La clave parece ser una agilidad organizativa para abrazar la apertura y las oportunidades de aprendizaje a través de las redes individuales. Las empresas han utilizado enfoques similares antes de establecer asociaciones estratégicas con las empresas con las que podrían cooperar. La diferencia ahora es que las redes son individuales y potencialmente mucho más colaborativas.

Desafío 3: Un nuevo ecosistema de comunicación

El énfasis en el uso de las redes sociales para la comercialización y los propósitos de los recursos humanos está disminuyendo mientras que las compañías reconocen las limitaciones de tratar las redes sociales como otros canales de comercialización. La comunicación basada en comunidades y las acciones colectivas permitidas por las plataformas colaborativas y áreas de trabajo compartidas han provocado un cambio dramático substituyendo las reuniones físicas por un entorno de trabajo virtual donde la gestión de proyectos y recursos humanos, el soporte técnico, la capacitación y la creación de redes se hacen desde cualquier lugar.

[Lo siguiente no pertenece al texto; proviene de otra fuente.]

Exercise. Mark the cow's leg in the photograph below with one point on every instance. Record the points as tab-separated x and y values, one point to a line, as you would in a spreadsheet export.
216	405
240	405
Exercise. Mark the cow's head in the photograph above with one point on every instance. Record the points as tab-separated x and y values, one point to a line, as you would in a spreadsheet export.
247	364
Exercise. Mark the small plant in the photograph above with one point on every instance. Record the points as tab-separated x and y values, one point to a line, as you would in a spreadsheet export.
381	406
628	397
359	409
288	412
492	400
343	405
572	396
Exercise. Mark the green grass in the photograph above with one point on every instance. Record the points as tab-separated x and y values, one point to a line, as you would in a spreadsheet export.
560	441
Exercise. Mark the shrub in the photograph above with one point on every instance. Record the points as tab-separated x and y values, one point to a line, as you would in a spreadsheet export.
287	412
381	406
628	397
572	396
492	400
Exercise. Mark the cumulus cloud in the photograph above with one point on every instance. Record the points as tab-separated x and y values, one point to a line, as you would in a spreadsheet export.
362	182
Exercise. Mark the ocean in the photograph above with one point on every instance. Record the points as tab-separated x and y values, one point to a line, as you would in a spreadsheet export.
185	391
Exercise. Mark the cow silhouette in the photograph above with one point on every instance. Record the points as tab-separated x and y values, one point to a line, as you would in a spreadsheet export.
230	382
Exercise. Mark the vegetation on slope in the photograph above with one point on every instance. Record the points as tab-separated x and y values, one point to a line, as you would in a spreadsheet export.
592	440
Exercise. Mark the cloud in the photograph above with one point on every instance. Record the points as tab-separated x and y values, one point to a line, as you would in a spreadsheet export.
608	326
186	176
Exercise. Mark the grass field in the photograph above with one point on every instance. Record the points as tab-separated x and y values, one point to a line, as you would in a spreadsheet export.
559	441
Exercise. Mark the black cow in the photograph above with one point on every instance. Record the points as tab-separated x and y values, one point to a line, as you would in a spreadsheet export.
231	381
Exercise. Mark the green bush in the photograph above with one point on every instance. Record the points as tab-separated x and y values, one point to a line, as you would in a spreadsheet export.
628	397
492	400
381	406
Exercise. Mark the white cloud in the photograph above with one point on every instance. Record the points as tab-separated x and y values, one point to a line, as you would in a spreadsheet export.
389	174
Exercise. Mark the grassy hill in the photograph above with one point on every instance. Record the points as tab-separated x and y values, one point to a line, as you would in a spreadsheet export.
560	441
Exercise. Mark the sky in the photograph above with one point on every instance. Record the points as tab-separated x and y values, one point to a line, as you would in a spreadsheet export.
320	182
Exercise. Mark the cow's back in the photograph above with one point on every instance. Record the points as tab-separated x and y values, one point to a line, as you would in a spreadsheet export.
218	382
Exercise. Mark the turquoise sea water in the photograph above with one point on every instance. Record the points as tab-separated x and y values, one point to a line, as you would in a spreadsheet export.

La variedad de canales de comunicación (SMS, Twitter, correo electrónico, teléfono, videoconferencia, espacio de trabajo compartido, etc.) también aumenta y borra los límites entre clientes y empleados, y entre la vida personal y profesional.

Las capacidades para la colaboración virtual mejoran con la amplia gama de oportunidades de almacenamiento compartido e incluso capacidad de procesamiento en “la nube”, lo que permite una mayor agilidad organizacional para desarrollar el trabajo creativo o basado en el conocimiento.

Solución: Conseguir involucrarse con los empleados

Cuantas más posibilidades ofrezcan las empresas para que los empleados permanezcan conectados, mayor será el acceso que tendrán a nuevos conocimientos e ideas. Plataformas colaborativas, almacenamiento de datos compartidos, wikis, blogs y foros – tanto dentro como fuera de la empresa – amplían la gama de recursos disponibles para la empresa y aprovechan las inversiones existentes. El entorno emergente de la red implica la pérdida de control, por lo que requiere que los ejecutivos replanteen los medios por los que se gestiona el riesgo. Sólo manteniéndose comprometidos con el ecosistema emergente de la información, las empresas pueden mantener una conciencia de la expansión de las oportunidades para aprender y crear valor. La gestión de los riesgos mediante una experimentación controlada y un compromiso delimitado con las redes más amplias es una mejor opción que quedarse simplemente al margen. La involucración es una mejor opción que el riesgo de ser superados por los competidores.